Я жду под простыней. Комнату освещает единственная лампочка под потолком, а я лежу и смотрю сквозь простыню на то, как он смотрит на меня. Ленн раздевается, складывает джинсы, носки и рубашку и кладет их рядом с бельевым шкафом. Он не сводит с меня глаз.

Под простыней я поворачиваю голову направо. Это превратилось в рефлекс, выученный костыль, который помогает мне пережить этот невыносимый кошмар. Вся моя жизнь – это строительные леса из таких вот костылей.

Планирует ли он такие вечера? Думает ли обо мне? Мне противно от одной только мысли, что я могу оказаться в его фантазиях. Я хочу, чтобы его разбил инсульт, стоит ему только подумать обо мне.

По коже на ногах ползут мурашки.

Он подбирается ближе, и я чувствую, как его бедра прижимаются к моим ступням, как скрипит кровать и прогибается матрас.

Я превратилась в мраморную статую самой себя, такую же неподвижную и безжизненную. Такую же холодную.

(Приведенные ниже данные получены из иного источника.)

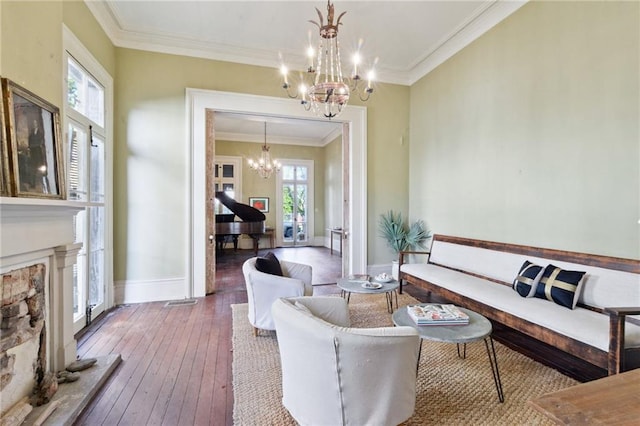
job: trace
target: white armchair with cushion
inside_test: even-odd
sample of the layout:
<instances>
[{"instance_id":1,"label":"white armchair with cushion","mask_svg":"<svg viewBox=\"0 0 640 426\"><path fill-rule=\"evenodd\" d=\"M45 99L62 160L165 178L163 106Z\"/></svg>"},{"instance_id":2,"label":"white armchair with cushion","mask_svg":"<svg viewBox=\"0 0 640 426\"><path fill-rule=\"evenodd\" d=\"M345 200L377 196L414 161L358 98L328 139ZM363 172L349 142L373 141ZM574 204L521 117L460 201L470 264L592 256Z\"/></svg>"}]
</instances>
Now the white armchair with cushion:
<instances>
[{"instance_id":1,"label":"white armchair with cushion","mask_svg":"<svg viewBox=\"0 0 640 426\"><path fill-rule=\"evenodd\" d=\"M413 415L415 329L350 328L340 297L279 299L272 311L282 403L299 424L396 425Z\"/></svg>"},{"instance_id":2,"label":"white armchair with cushion","mask_svg":"<svg viewBox=\"0 0 640 426\"><path fill-rule=\"evenodd\" d=\"M263 258L261 258L262 260ZM311 296L311 266L302 263L271 260L279 264L282 276L261 272L256 268L257 257L252 257L242 265L242 273L247 286L249 322L258 329L275 330L271 317L271 305L280 297ZM274 272L274 271L271 271Z\"/></svg>"}]
</instances>

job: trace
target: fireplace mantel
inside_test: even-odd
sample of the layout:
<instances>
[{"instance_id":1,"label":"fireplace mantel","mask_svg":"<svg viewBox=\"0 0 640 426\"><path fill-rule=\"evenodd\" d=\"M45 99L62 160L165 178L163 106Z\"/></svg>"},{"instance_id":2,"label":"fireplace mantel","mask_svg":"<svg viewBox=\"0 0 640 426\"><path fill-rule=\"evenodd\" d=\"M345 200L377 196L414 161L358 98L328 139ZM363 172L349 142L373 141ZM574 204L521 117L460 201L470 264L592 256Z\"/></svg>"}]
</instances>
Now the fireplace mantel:
<instances>
[{"instance_id":1,"label":"fireplace mantel","mask_svg":"<svg viewBox=\"0 0 640 426\"><path fill-rule=\"evenodd\" d=\"M82 244L74 243L74 218L85 207L75 201L0 197L0 273L40 263L47 268L45 327L50 371L62 370L76 358L73 266ZM7 408L4 403L0 402L1 411Z\"/></svg>"},{"instance_id":2,"label":"fireplace mantel","mask_svg":"<svg viewBox=\"0 0 640 426\"><path fill-rule=\"evenodd\" d=\"M0 259L73 242L73 218L84 203L0 197Z\"/></svg>"}]
</instances>

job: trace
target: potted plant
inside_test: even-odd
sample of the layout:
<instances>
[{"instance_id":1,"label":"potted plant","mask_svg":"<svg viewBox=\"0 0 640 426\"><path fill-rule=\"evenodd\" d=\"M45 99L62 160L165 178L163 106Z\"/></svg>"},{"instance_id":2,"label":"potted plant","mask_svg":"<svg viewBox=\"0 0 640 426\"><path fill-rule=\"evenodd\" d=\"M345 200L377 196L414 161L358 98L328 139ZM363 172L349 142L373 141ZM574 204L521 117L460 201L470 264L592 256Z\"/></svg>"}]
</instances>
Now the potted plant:
<instances>
[{"instance_id":1,"label":"potted plant","mask_svg":"<svg viewBox=\"0 0 640 426\"><path fill-rule=\"evenodd\" d=\"M427 229L422 220L416 220L408 225L401 213L389 210L380 215L380 236L384 238L387 245L399 256L401 251L424 247L427 239L431 238L431 232ZM391 275L394 279L399 277L398 260L392 262Z\"/></svg>"}]
</instances>

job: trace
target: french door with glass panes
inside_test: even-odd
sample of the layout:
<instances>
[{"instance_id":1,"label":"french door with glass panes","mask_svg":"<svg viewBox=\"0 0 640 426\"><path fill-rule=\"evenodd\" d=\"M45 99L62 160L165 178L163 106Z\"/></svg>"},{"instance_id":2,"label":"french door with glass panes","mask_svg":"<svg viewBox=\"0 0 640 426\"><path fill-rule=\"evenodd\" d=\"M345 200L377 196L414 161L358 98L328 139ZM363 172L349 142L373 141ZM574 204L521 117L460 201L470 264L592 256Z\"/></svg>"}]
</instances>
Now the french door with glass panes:
<instances>
[{"instance_id":1,"label":"french door with glass panes","mask_svg":"<svg viewBox=\"0 0 640 426\"><path fill-rule=\"evenodd\" d=\"M277 243L306 246L313 241L313 161L282 160L277 179Z\"/></svg>"},{"instance_id":2,"label":"french door with glass panes","mask_svg":"<svg viewBox=\"0 0 640 426\"><path fill-rule=\"evenodd\" d=\"M66 57L68 198L85 206L75 217L75 241L82 243L74 266L73 318L79 331L111 303L110 212L107 212L107 102L105 86L71 54ZM110 81L109 81L110 83ZM109 198L110 199L110 198Z\"/></svg>"}]
</instances>

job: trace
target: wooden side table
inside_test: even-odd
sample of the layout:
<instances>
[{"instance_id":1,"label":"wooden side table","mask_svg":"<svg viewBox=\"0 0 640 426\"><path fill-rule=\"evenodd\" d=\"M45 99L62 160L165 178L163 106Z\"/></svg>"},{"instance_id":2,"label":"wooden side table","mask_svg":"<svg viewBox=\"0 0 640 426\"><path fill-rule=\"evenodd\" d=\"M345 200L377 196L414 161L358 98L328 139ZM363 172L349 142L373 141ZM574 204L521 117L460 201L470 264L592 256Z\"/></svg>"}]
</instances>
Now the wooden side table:
<instances>
[{"instance_id":1,"label":"wooden side table","mask_svg":"<svg viewBox=\"0 0 640 426\"><path fill-rule=\"evenodd\" d=\"M529 405L558 424L637 425L640 369L550 392Z\"/></svg>"}]
</instances>

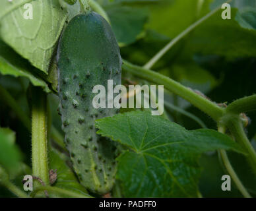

Закрываю глаза и ввожу себе то, что называю мысленной эпидуральной анестезией. Это все, что я могу сделать.

Тело от пупка и выше – мое и только мое. Это я. Все остальное – это не я. От пупка и выше я принадлежу самой себе, я могу думать что хочу, и быть кем захочу. Все, что покрыто простыней, простыней его мамаши, это я.

Мысленно пытаюсь вернуться домой. К выходным, когда родители готовили для нас целый пир. Мы с братом и сестрой садились за стол. К нам могли заскочить соседи, коллеги мамы, может, тети и дяди, приходившие без приглашения. Застолье было невообразимым. Настоящая мозаика оттенков, соусов и пряностей. На столе стоял каждый возможный вкус. Я пытаюсь вспомнить запахи, вкус пряностей и бульон с лапшой. Фрукты. Однако от моих вкусовых рецепторов не осталось и следа, словно язык превратился в дубовую кору, которую полируют каждый вечер.

Ленн заползает на кровать.

Под его весом я проваливаюсь в матрас.

В моих мыслях Ким Ли сейчас в Манчестере, веселится с друзьями, а может, даже сидит на свидании. Они берут Phở на компанию (если он есть), свежие спринг-роллы и запивают это ледяным пивом прямо из бутылок. Кругом стоит смех, и сестренка может говорить что угодно, строить какие угодно планы на будущее.

Его рожа почти у моего плеча, и я чувствую запах мыла сквозь простыню, но ментальная анестезия делает свое дело. Я не позволю этому со мной случиться. Я ничего не могу поделать с остальным своим телом, но выше пупка я принадлежу себе, и прямо сейчас я нахожусь в другом месте. Эта тварь заплатит за свои поступки. В этой жизни или в следующей.

[6] Quýt (вьет.) – мандарин, nhãn (вьет.) – лонган, buởi (вьет.) – помело.
[7] Ngò (вьет.) – кориандр, húng cây (вьет.) – перечная мята, húng quế (вьет.) – тайский базилик.